#MAD3: Week 3 - Combining Data using SQL and Tableau
During Week 3 of the #MAD Analyst Bootcamp, we taught the students to combine data using both SQL and Tableau. In short, they learned to identify primary and foreign keys, the difference between the various join types (inner, left, right, outer), and how to union data. For every topic that we discuss, we work to provide the students with a real-world case study that allows them to practice the lessons that they just learned.

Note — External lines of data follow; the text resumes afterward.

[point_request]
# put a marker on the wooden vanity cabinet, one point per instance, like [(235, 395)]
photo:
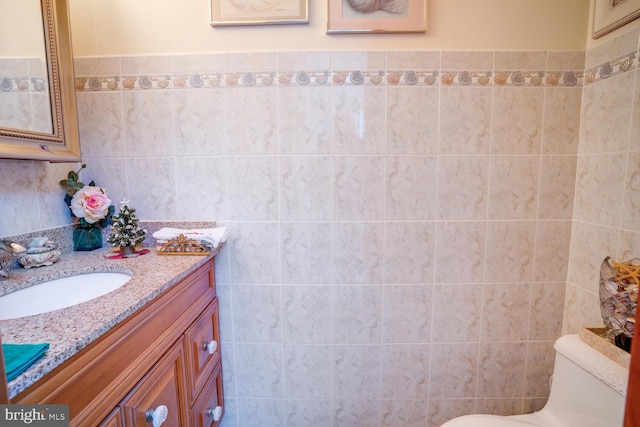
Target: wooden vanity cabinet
[(160, 388), (167, 354)]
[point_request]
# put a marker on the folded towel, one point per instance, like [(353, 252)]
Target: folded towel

For the Week 3 project, we provided the students with the following memo from our hypothetical client, Venus Marketing.
From: Venus Marketing
We’ve recently launched a website and would like to have a dashboard created in order to track various metrics. We currently have data for the past two months on daily stats from cities around the world. This dashboard will be rolled out to our regional sites and displayed on the main monitor in our web analytics department. The design of this will matter a great deal as it is the first thing our employees will look at when gaining an understanding of our web metrics. We want to make sure metrics are clearly labeled and that minimal questions are asked when viewing this dashboard at first glance.

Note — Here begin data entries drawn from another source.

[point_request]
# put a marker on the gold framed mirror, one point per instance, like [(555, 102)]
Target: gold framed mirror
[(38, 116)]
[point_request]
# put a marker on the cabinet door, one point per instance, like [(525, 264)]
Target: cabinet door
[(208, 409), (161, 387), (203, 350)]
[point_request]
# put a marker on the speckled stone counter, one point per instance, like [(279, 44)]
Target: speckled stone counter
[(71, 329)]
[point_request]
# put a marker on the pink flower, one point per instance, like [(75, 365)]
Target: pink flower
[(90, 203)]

We also provided a list of requirements that the client wanted to specifically look at:
Overall: # of visits, # of pageviews, # of downloads
# of visits per Region
# of visits per City
# of Visits per Day
# of Visits per Source
# of Visits per Content Type
Once the students reviewed the requirements, they were tasked with reviewing the data provided by the client. The data was provided to the students in two separate tables.
The first table contained most of the information needed for the requirements, such as the number of visits, source information and content type. Here is a snippet of that file:
The second table contained information on the Locations – Location Code, City, Country, and Region. Here is a snippet of that file:
To successfully complete the Week 3 project, each student was required to:
Combine the two tables.
Explore the data to validate and ensure that it was good enough to answer the required questions.
Create a dashboard that can be provided to the client.
Dive deeper into the data to provide the client with additional insight that can not be found at first glance.
Here are our favorite dashboards from Week 3:
1. Anna Kapp
"September 18th of 2018 was a significant peak in the number of visits per day chart. The spike was seen across all regions. September 18th easily had the highest number of visits per day in every continent. This peak was mostly caused by a sharp spike in the example content type- which had many more visits than any other type of content for that day. This is unusual as generally the content type with the most visits is user. Also, September 18, 2018 was a Tuesday. This is interesting as Wednesday is normally the day of the week that has the most traffic and Saturday generally has the least traffic."
2. Sandy Thongdyyarath
"Using the data we can conclude that user content is the most view with sources from Direct visits of 434.70K. We found that direct is the most popular way to source the website. When we look at page categories index.htm makes up most of the direct categories."
3. Jessie Chen
"'/' and '/index.html' tracked separately. Even though www.example.com/ may be the same page as www.example.com/index.html, they show up as two separate entries in your reports."